L'an dernier, Stephen Curry tournait à 24 points de moyenne. Mardi, lors du premier match de Golden State en saison régulière, il en a aussi inscrit 24... dans le premier quart-temps. Etait-ce l'effet bague ? Les champions sortants ont en effet reçu chacun la leur, massive et brillante, des mains du boss de la ligue, Adam Silver, une tradition en NBA, juste avant de recevoir et de dominer New Orleans (111-95), équipe désormais entraînée par celui qui était la saison dernière leur assistant n°1, Alvin Gentry.
Steve Kerr a aussi eu le droit de recevoir la sienne, même si ce fut douloureux.
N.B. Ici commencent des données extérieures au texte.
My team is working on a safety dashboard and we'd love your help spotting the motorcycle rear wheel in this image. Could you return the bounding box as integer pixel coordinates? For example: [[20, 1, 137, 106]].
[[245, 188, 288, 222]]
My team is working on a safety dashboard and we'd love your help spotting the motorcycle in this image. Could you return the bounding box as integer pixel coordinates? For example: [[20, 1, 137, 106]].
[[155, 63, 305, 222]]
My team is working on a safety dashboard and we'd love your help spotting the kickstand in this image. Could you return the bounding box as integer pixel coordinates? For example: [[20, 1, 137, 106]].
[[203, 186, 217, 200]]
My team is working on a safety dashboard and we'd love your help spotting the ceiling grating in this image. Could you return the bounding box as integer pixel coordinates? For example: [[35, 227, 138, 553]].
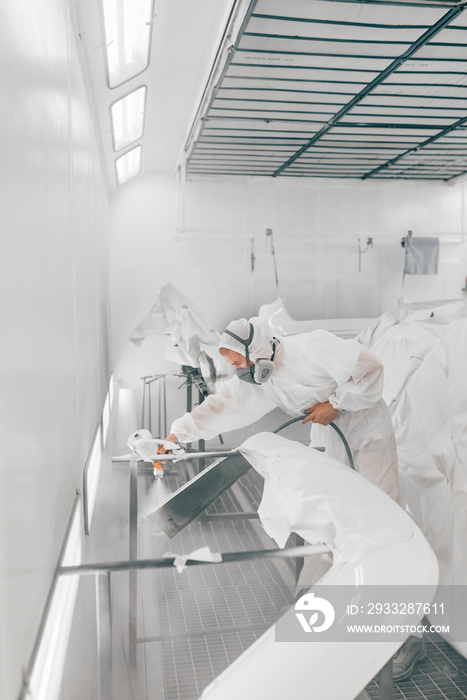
[[186, 0, 467, 180]]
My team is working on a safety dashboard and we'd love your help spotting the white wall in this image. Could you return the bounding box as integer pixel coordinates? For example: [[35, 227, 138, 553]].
[[111, 172, 467, 441], [0, 0, 109, 698]]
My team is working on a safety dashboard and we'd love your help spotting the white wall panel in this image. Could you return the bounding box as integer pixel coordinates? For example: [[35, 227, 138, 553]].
[[0, 0, 108, 698]]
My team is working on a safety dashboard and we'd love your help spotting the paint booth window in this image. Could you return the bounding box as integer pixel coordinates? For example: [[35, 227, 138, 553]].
[[103, 0, 154, 88], [110, 86, 147, 151]]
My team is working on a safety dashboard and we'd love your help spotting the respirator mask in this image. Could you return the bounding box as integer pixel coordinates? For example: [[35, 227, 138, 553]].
[[225, 323, 276, 384]]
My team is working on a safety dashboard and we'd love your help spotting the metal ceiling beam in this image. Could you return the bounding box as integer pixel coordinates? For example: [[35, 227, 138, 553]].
[[362, 112, 467, 180], [273, 5, 465, 177], [252, 12, 436, 29]]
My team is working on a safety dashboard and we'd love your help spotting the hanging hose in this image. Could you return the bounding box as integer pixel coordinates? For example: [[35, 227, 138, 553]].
[[272, 415, 355, 471]]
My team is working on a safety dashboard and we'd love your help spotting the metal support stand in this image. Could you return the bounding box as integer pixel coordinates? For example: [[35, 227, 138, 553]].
[[378, 659, 394, 700], [95, 573, 113, 700], [141, 374, 167, 439], [182, 365, 209, 472], [128, 461, 138, 670]]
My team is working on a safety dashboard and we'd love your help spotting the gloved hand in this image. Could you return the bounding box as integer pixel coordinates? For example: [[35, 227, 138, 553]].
[[159, 433, 178, 456], [302, 401, 339, 425]]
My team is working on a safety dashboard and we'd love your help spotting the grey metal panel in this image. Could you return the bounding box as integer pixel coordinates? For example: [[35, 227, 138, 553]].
[[148, 455, 251, 537]]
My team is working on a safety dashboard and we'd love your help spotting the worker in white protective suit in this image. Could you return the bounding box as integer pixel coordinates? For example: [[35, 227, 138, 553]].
[[167, 317, 398, 500]]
L'entraîneur des Warriors, qui a été opéré du dos et n'a pu suivre le match que des vestiaires, n'a aucune idée de la date à laquelle il pourra reprendre sa place au bord du terrain. Début 2016 ? «J'espère avant», a-t-il lâché, indiquant qu'il souhaitait accompagner l'équipe ce week-end lors de ses deux déplacements à Houston et New Orleans, même si ce sera encore son assistant Luke Walton qui coachera.
La cérémonie a aussi été l'occasion de dresser la bannière célébrant leur titre inattendu - personne ne les mettait parmi les favoris au début de saison dernière - jusqu'au plafond de l'Oracle Arena. Elle a rejoint la précédente accrochée quarante ans plus tôt après le titre obtenu dans le sillage de l'arrière Rick Barry, auteur à l'époque d'une saison à 30,6 points, 6,2 passes, 5,7 rebonds et 2,9 interceptions. Quarante, c'est justement le nombre de points finalement inscrit par Curry, qui a le sens du symbole et a débuté la saison comme il avait terminé la précédente, au dessus des autres. «C'est un jour incroyable, on n'aurait jamais pu faire ce qu'on est arrivé à faire sans votre soutien», a-t-il clamé au micro, célébré en retour par les «MVP, MVP» du public.